I play Fantasy Football with Maria, and this can cause some “scenes” when I do my best to make some helpful suggestions on who to buy, and who then subsequently fail to deliver any meaningful points whatsoever. I was therefore really happy to discover FPL Family, Sam and Lee who started out last year with a Youtube podcast and which has now grown to a channel with over 4,000 followers on Twitter.

They have a really excellent rapport, their videos being helpful, funny and occasionally accidentally hilarious when strategies misfire (mainly with Lee it has to be said). As someone who is a part of an FPL Family, they are essential viewing.

It’s not just for blokes

Especially given that the Twitter community is so positive, it has been great to watch the official Fantasy Football Premier League game team consist of both female and make commentators, posting regular video updates.

And as well as Sam from FPL Family, there are now a number of female FPL personalities emerging and developing large numbers of followers. Nymferia is a great example, who is also a member of the FPL Wildcats collective.

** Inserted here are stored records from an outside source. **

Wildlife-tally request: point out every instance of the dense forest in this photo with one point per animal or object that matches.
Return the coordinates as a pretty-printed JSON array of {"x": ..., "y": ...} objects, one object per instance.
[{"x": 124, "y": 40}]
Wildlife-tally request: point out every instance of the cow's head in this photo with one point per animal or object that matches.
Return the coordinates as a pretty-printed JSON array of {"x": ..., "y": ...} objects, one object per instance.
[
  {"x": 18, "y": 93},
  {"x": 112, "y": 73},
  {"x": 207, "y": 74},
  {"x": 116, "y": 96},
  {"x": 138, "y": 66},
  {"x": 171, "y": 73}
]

So that’s Fantasy Football really

I could have quite easily carried on with this article talking about so many other aspects. It’s a marathon not a sprint, and any season which starts off in an unspectacular manner can always be turned around, as Maria managed to do a couple of seasons ago sprinting up our mini league.

There are plenty of mini leagues to join, some with prizes and some with themes such as not being able to pick players from the Top 6 teams. The permutations are endless, and there are also lots of opportunities for brands to join in. I really enjoyed this years World Cup Fantasy Football, especially as amazingly I won the BrewDog minileague with The Supermodifieds.

I really want to thank all of those people who I have never met but who I have had the huge pleasure to interact with and share the highs and lows. Fantasy Football is an amazing experience in many different ways, and if you enjoy football but have never yet played, I really can recommend it.

Oh, and by the way, I have since been tinkering with my team while writing my article. It’s currently looking like this and sure to change many times before the first whistle of 2018/19. All the very best of luck to those of you taking part.